The scene is like nothing I’ve witnessed – around the vents the rockwall burns bright blue in the darkness and, but for the modern attire of the workers, the experience feels like some vivid scene from a fantasy movie. Occasionally the edge of a hydrogen sulphide cloud swirls around, acrid and unpleasant even through a fume mask. Guide Yanizar tells us we are lucky – the night before the wind and acid clouds conspired and most visitors chose not to risk the crater descent.
Cooled, the lemon-yellow blocks are strangely attractive and nowhere near as odourous you might expect. Baskets full, for the miners the real work begins here – a steep rocky climb up and out to the rim before the long walk down, first to the inital weighing area, then onto the processing station, all while carrying somewhere around 75kg (and, since this is Indonesia, smoking at the same time). As Yanizar explained, two trips per night nets the miners about 150,000 Rupiah (£9). And the sulphur? It’s used to bleach sugar, vulcanise rubber and in cosmetics – seemingly banal uses for a substance which literally has to be ripped from the Earth’s fiery heart.
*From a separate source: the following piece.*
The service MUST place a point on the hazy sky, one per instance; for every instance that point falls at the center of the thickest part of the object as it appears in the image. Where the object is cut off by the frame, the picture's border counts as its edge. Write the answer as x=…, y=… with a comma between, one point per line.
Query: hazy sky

For us, the short climb back out of the crater starts in the dark, but ends in bright sunshine, our pace beaten by a typically fast tropical dawn. Amusingly invisible in the dark on the way down, the first surprise is a big sign explaining how visitors are banned from entering the crater. Once back up at the rim, we circle anti-clockwise for a kilometre or so, rising gently to a cluster of abandoned buildings with great views both into the crater and East to the sea. With perfect conditions on my visit, the constantly-changing early morning light framed the crater perfectly, floating on a sea of clouds above Java’s Eastern edge.
This new perspective and the risen sun reveals the crater whole. On the sulphur vent side, little or nothing grows for hundreds of metres around the fumarole – life poisoned by the constant acid clouds. On its Northern shore, the lake is just twenty or thirty metres below the crater rim – no doubt ready for a future earthquake to split this weak point and send a toxic torrent into the valley below. Sunrise complete, photos taken and masks packed away there’s just a steep, knee-destroying descent left to enjoy back to Pos Patulding.
Part the way down at Pondok Bunder a weighing point and rest house has a small shop for refreshments, plus some very sociable miners happy to explain the technique for carrying the sulphur baskets. I think I could have walked about 20m on the flat carrying the 75kg load I tried, and didn’t even consider picking up the 105kg basket pair. The miners are friendly, decent working men – I was happy to give approx 10,000IDR to each miner who I photographed or “borrowed” a basket pair from, which was accepted with reserved thanks – nothing awkward at all.
I was back at my hotel by 9am, and on a ferry across to Bali within a couple of hours more after 16 hours very well spent. Even as it grows in popularity, Kawah Ijen was a real highlight of my trip and I’m glad I skipped the crowds at Bromo to explore it, but do think carefully about whether you want to risk entering the crater as there are significant risks to consider. If it’s not for you, I’d still recommend walking up to the crater rim in the daylight as many do – a lovely short trek in the cooler air of the volcano’s slopes.